Listed below are the standards of the Calvin College community regarding the use of alcoholic beverages. The context for these community standards is that Calvin College expects all students to comply with the state of Michigan laws about alcoholic beverages. In the state of Michigan, persons under the age of 21 shall not purchase, consume, or possess alcoholic beverages. In addition, it is against Michigan law to sell or furnish alcoholic beverages to persons under 21 years of age. The goal of the community is that students will make responsible choices about whether or not to use alcoholic beverages. A responsible choice will vary from individual to individual. Because most Calvin students are under the legal drinking age, their choice should be abstinence; for those of legal drinking age, it should be abstinence or moderation. A few must choose abstinence because of their high risk for alcoholism. The laws of the state of Michigan and the community standards ought to guide student decisions about alcoholic beverage use. Students who fail to respect these laws and standards risk the sanctions of this community.
A. Possession and Consumption: Calvin College prohibits the possession and consumption of alcoholic beverages on college premises and in authorized college activities off college premises. The college also expects students who are underage to comply with state of Michigan laws regarding the possession and consumption of alcoholic beverages.
B. Alcohol Containers: Calvin College prohibits the possession of empty alcoholic beverage containers anywhere on college premises including vehicles.
C. Drunkenness: Calvin College expects students of legal drinking age who choose to drink alcoholic beverages to be moderate in their consumption.

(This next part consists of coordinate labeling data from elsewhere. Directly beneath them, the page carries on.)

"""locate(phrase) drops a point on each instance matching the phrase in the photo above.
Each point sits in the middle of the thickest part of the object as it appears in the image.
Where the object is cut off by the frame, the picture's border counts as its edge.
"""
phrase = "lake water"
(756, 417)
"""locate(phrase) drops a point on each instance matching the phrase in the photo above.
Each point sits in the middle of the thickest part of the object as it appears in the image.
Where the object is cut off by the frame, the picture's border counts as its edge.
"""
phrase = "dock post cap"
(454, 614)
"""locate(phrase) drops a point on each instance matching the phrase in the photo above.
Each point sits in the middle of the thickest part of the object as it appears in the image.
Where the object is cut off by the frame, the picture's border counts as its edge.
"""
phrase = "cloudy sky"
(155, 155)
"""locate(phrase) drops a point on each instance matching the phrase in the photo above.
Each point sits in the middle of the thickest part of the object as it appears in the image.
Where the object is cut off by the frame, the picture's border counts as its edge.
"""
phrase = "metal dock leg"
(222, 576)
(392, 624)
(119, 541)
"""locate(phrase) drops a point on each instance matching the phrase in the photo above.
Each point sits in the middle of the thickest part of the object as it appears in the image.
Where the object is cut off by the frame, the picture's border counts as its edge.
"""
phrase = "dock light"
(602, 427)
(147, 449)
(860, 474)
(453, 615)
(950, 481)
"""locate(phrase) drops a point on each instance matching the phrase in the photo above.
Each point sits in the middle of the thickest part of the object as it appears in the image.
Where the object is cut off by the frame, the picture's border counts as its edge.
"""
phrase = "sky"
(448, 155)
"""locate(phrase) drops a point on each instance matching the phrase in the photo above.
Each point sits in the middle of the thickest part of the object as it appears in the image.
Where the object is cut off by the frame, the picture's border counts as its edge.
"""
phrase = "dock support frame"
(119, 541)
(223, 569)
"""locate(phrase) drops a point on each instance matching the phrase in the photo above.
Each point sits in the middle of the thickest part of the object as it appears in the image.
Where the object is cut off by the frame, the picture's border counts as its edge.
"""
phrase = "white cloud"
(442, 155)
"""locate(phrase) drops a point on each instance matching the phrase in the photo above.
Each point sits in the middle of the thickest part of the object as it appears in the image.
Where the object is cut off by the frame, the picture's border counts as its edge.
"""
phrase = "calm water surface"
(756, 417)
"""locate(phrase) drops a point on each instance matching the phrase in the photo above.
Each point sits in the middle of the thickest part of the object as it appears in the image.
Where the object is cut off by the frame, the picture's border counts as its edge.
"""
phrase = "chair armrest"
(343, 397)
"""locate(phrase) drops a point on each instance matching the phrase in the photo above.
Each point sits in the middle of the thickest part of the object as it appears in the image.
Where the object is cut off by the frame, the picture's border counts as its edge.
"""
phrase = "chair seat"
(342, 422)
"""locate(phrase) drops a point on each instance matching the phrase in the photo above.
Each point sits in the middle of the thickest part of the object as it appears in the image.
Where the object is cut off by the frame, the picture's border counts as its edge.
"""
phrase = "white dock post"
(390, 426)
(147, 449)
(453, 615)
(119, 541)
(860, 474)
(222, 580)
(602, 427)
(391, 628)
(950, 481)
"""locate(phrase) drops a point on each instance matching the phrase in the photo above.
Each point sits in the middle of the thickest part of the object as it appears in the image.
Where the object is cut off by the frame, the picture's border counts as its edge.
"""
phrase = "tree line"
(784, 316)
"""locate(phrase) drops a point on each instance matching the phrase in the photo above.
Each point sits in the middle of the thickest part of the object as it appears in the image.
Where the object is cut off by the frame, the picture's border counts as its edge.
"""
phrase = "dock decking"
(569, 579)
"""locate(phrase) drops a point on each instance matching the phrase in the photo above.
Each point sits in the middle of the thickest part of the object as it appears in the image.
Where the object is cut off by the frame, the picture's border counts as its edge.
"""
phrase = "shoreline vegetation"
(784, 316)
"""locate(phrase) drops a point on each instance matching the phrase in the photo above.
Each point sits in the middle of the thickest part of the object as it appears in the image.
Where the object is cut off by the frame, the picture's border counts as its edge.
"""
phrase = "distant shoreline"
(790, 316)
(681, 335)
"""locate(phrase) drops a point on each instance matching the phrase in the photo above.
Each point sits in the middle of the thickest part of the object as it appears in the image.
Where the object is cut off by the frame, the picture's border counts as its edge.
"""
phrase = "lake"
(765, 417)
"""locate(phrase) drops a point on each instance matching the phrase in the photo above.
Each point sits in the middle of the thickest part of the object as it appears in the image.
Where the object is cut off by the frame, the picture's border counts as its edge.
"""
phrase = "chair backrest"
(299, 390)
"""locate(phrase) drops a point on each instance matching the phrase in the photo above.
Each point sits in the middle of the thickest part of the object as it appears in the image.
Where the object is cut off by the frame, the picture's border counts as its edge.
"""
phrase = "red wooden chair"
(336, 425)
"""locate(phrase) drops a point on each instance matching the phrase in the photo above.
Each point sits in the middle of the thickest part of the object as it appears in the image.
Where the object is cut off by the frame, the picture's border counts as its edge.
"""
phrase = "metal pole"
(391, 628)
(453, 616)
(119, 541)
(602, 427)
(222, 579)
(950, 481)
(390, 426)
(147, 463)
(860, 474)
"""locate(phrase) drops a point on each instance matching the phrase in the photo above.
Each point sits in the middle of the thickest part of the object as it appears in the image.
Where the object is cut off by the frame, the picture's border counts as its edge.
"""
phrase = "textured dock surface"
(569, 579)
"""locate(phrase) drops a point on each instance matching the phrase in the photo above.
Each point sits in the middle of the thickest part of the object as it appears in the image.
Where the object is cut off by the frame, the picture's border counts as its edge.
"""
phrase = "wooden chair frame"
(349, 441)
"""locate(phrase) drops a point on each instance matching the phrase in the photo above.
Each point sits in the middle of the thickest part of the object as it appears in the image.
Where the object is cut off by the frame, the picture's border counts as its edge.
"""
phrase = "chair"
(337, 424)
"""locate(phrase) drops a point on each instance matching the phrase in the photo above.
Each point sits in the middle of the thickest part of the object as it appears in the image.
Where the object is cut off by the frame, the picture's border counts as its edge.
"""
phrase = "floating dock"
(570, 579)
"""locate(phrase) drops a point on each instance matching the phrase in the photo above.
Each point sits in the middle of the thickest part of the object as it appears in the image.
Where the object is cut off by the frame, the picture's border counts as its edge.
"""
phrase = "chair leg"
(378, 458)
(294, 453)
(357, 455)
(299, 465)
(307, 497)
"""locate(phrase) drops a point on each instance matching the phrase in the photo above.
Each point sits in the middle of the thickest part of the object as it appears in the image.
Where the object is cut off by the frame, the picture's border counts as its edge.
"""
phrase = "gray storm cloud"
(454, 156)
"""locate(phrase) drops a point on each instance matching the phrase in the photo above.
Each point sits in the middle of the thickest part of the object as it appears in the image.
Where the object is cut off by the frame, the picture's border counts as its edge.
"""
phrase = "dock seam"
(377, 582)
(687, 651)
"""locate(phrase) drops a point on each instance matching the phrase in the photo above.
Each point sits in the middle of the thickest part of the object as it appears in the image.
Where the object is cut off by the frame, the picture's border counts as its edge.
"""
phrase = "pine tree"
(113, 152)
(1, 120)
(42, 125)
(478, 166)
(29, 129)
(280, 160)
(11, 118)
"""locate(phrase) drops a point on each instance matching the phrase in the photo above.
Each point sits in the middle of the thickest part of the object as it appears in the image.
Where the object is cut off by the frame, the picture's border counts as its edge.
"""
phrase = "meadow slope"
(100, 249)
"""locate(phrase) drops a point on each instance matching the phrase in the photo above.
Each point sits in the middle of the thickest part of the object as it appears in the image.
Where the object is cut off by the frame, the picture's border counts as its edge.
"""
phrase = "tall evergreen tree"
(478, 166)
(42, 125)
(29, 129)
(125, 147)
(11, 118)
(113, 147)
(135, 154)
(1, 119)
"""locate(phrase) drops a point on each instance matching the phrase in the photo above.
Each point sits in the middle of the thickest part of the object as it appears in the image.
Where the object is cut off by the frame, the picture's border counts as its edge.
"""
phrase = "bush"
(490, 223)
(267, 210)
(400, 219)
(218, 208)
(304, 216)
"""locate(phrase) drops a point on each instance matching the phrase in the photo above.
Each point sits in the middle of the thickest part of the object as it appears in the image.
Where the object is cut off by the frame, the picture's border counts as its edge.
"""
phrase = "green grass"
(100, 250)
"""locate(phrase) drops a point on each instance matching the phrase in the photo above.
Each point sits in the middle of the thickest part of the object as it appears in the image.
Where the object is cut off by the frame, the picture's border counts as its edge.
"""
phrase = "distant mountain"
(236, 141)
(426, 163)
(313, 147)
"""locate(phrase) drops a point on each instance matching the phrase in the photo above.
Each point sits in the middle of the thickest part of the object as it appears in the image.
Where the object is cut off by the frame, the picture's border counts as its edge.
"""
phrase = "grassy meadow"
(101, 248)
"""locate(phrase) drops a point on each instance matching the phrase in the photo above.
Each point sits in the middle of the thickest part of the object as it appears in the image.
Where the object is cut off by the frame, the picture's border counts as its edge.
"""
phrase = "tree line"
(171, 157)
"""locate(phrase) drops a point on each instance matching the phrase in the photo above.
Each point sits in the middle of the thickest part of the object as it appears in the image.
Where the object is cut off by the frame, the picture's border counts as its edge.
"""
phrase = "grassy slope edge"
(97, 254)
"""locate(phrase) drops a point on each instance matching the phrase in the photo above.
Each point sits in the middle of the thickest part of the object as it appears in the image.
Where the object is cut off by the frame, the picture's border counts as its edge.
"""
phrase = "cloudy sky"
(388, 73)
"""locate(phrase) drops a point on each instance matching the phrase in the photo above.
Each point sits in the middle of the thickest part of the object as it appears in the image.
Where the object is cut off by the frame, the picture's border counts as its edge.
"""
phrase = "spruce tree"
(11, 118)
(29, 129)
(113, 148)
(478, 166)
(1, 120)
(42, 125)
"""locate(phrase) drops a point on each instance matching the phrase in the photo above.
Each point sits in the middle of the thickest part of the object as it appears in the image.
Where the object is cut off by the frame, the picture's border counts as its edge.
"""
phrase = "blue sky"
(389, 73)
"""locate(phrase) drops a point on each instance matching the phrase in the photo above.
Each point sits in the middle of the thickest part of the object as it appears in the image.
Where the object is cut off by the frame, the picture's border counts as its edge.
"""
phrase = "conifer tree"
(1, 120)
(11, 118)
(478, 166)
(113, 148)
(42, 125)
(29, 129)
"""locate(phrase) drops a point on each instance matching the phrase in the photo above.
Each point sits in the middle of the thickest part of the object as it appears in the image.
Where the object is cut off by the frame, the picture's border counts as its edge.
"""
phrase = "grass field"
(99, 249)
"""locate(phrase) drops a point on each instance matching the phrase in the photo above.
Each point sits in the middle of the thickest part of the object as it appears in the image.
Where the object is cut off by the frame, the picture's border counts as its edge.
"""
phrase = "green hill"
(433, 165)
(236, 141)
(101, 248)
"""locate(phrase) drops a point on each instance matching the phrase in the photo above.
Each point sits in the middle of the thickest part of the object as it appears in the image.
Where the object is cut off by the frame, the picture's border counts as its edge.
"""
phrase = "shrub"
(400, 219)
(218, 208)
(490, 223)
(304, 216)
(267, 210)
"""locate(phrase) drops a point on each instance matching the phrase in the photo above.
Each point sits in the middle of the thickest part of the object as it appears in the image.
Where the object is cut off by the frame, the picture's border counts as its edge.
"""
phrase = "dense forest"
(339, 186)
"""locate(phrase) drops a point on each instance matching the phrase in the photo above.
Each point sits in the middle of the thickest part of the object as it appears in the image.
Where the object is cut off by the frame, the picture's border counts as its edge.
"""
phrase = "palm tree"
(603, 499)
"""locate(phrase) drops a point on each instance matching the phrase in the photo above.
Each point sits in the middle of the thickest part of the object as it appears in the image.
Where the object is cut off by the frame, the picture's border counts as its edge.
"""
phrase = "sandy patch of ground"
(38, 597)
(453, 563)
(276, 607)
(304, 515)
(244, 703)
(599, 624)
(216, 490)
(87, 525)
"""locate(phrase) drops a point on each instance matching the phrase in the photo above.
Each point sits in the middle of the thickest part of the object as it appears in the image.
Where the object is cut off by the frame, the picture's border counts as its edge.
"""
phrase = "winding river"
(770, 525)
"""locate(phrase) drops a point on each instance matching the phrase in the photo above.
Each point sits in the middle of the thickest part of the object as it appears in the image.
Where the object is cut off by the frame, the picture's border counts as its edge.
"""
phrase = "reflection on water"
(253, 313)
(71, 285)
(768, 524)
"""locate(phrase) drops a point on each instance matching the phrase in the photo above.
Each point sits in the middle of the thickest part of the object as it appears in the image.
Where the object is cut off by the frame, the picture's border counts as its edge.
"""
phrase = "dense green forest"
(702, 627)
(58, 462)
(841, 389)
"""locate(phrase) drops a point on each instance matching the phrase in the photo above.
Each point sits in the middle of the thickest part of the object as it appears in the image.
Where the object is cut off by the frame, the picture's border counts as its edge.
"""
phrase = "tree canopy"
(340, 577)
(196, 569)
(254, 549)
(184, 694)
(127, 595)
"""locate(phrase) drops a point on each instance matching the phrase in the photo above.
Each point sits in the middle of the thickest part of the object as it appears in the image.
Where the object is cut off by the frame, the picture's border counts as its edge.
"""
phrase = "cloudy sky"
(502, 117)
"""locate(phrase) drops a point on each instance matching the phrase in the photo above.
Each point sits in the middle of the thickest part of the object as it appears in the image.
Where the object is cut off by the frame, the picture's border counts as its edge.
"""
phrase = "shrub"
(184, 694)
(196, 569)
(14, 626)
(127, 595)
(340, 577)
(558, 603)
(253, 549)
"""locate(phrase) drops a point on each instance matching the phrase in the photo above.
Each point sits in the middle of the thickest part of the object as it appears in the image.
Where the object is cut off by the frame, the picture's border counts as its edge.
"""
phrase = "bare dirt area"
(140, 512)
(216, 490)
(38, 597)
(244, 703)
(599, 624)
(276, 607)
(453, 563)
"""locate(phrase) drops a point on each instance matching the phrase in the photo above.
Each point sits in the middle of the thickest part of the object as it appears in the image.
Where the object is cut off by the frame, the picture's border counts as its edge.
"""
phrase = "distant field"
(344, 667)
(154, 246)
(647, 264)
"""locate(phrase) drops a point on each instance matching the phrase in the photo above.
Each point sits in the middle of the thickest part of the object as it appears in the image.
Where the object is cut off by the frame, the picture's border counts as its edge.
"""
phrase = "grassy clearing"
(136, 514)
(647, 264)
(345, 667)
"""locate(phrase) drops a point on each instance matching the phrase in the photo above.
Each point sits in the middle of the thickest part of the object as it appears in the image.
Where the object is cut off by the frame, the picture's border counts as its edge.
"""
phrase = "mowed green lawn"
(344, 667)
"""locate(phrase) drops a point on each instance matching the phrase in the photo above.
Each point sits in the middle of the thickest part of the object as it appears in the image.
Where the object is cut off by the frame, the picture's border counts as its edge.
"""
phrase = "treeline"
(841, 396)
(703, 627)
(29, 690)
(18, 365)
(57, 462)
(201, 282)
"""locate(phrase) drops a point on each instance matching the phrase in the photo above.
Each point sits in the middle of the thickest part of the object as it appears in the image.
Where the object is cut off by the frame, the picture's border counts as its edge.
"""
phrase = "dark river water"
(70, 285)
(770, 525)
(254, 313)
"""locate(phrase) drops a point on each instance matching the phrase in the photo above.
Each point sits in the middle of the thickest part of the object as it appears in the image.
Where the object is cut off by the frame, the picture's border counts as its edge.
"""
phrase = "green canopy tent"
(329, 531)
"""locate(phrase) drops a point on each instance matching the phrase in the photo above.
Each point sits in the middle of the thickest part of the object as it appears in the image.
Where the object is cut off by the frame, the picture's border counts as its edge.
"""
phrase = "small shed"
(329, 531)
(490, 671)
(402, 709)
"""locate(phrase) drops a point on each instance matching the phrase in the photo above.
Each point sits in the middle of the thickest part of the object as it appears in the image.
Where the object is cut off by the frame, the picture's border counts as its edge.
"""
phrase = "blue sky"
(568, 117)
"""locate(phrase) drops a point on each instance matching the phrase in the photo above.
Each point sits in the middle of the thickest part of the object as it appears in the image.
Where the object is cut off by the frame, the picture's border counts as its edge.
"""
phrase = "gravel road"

Any consumption of alcoholic beverages by any age student that results in impairment or intoxication is a violation of community standards.
D. Hosting Responsibilities: Calvin College expects students of legal drinking age, who choose to serve alcoholic beverages to student guests in off premises settings or who choose to host bring-your-own-beverage functions, to be responsible in their hospitality. It is a violation of both Michigan law and community standards to serve alcoholic beverages to underage guests or to require any guest to pay a cover charge for admission to the host's residence. It is a violation of community standards to allow student guests 21 years of age or older to drink alcoholic beverages excessively.
The severity of the sanction will reflect the seriousness of the incident and the student's history of previous violations. Sanctions will range from warning to disciplinary probation, usually coupled with community service hours, special assignments, or monetary fines up to $200. At the time of any disciplinary hearing for an alcohol violation, the Judicial Advisor will determine if an alcohol assessment is indicated and, if so, the student will be required to participate in the assessment if it is included in the disciplinary sanction. Repeated violations may result in suspension.
Students convicted of any drug offense during a period of enrollment for which the student was receiving TItle IV, HEA program funds, under any federal or state law involving the possession or sale of illegal drugs will result in the loss of eligibility for any Title IV, HEA grant or loan assistance.